Contoh autobiografik respon seperti ini:
Si A: Gila, tadi macet banget di Jalan Panjang. Banyak banget pohon tumbang, terus tiang listrik juga ada yang roboh. Gue 3 jam ga gerak sama sekali! Padahal gue lagi buru-buru mau ke rumah sakit, nyokap gue dirawat di Graha Medika.
Si B: Ahh, itu mah ga seberapa...Dulu gue malah lebih parah, sampe 12 jam ga gerak sama sekali.
Cerita semacam ini pasti pernah kan Anda alami? Saat teman kita bercerita, kita bukannya berusaha ber-empati dengan keadaannya, tapi malah menceritakan pengalaman kita sendiri. Atau orang belum selesai cerita, kita sudah berasumsi dan men-judge sesuai pengalaman yang pernah kita alami, diteruskan dengan memberi nasihat kepada orang tersebut.

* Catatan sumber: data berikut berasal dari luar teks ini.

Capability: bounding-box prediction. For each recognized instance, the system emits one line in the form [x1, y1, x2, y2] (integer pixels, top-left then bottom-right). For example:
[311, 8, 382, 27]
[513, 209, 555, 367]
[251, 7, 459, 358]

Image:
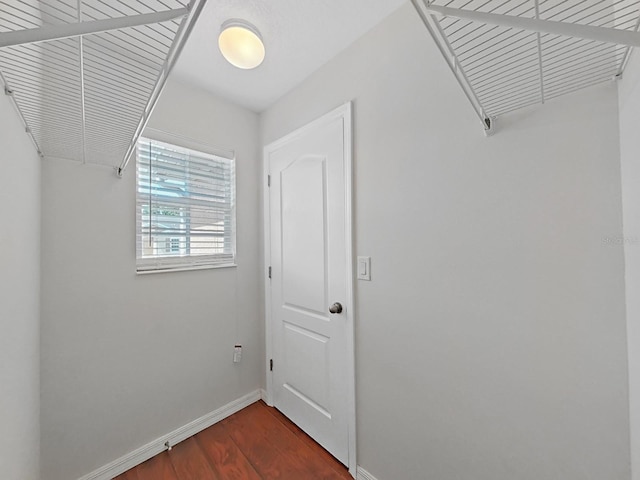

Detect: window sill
[136, 263, 238, 275]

Taukah Anda bahwa seringkali saat seseorang bercerita, dia hanya butuh DIDENGARKAN titik! Tidak lebih dari itu. Saat kita menasihati atau mengomentari, hal itu bahkan membuat seseorang merasa tidak didengarkan.
Terus terang berdasarkan pengalamanku, makhluk yang paling tidak empatik dalam mendengarkan adalah pria. Makanya ada buku yang judulnya "Why Men Don't Listen and Women Can't Read Map". Apa memang sudah kodratnya ya, pria itu susah untuk berempati? Dalam hidupku aku ketemu banyak pria yang mendengar secara tidak empatik. Tapi ada juga si pria-pria empatik, misalnya atasan-atasanku saat ini. Mereka adalah orang yang sudah belajar tentang empatik listening dan mempraktekkannya. Contohnya lagi-lagi saat aku menghadapi FX Hadi yang susah menerima pendapat orang lain. Pada saat si Hadi itu berkata bahwa dia sudah membuat outline sesuai kemauan kita, sementara kita merasa outline dia sangat tidak sistematis dan terlalu general, atasanku berkata: "Ya sudah katakan saja mungkin saya yang salah mengkomunikasikan, sehingga dia tidak bisa menangkap dengan baik". Saat itu respekku terhadap atasanku benar-benar semakin bertambah besar. Inilah yang namanya mendengarkan secara empatik. Dia sangat memahami bahwa FX Hadi itu tidak mau disalahkan dan tidak mau menerima masukan, jadi kita dalam berkomunikasi harus merendahkan diri untuk meninggikan mutu. Ada juga seorang laki-laki yang automatically emphatic padaku yaitu papaku. Papaku adalah orang yang karakternya mirip banget sama karakterku, jadi saat aku bercerita padanya dia berpikir dan merasakan sesuatu hampir sama dengan apa yang ada di pikiran dan perasaanku. Jadi, kalau aku bercerita pada dia, pesannya cepet nyampe dan komentar-komentar dia pun betul-betul hal-hal yang ingin kudengar.
Buatku, didengarkan secara empatik adalah hal yang sangat menyenangkan dan mengharukan. Apalagi setelah kita mengetahui teori-teori tentang emphatic listening. Saat orang melakukan sesuatu yang tidak empatik, pikiran kita bisa protes karena tidak setuju dengan caranya itu. Tapi saat seseorang mendengarkan dan berkomunikasi secara empatik, rasakanlah dan nikmatilah betapa emphatic communication itu adalah hal yang sangat berharga dalam kehidupan ini.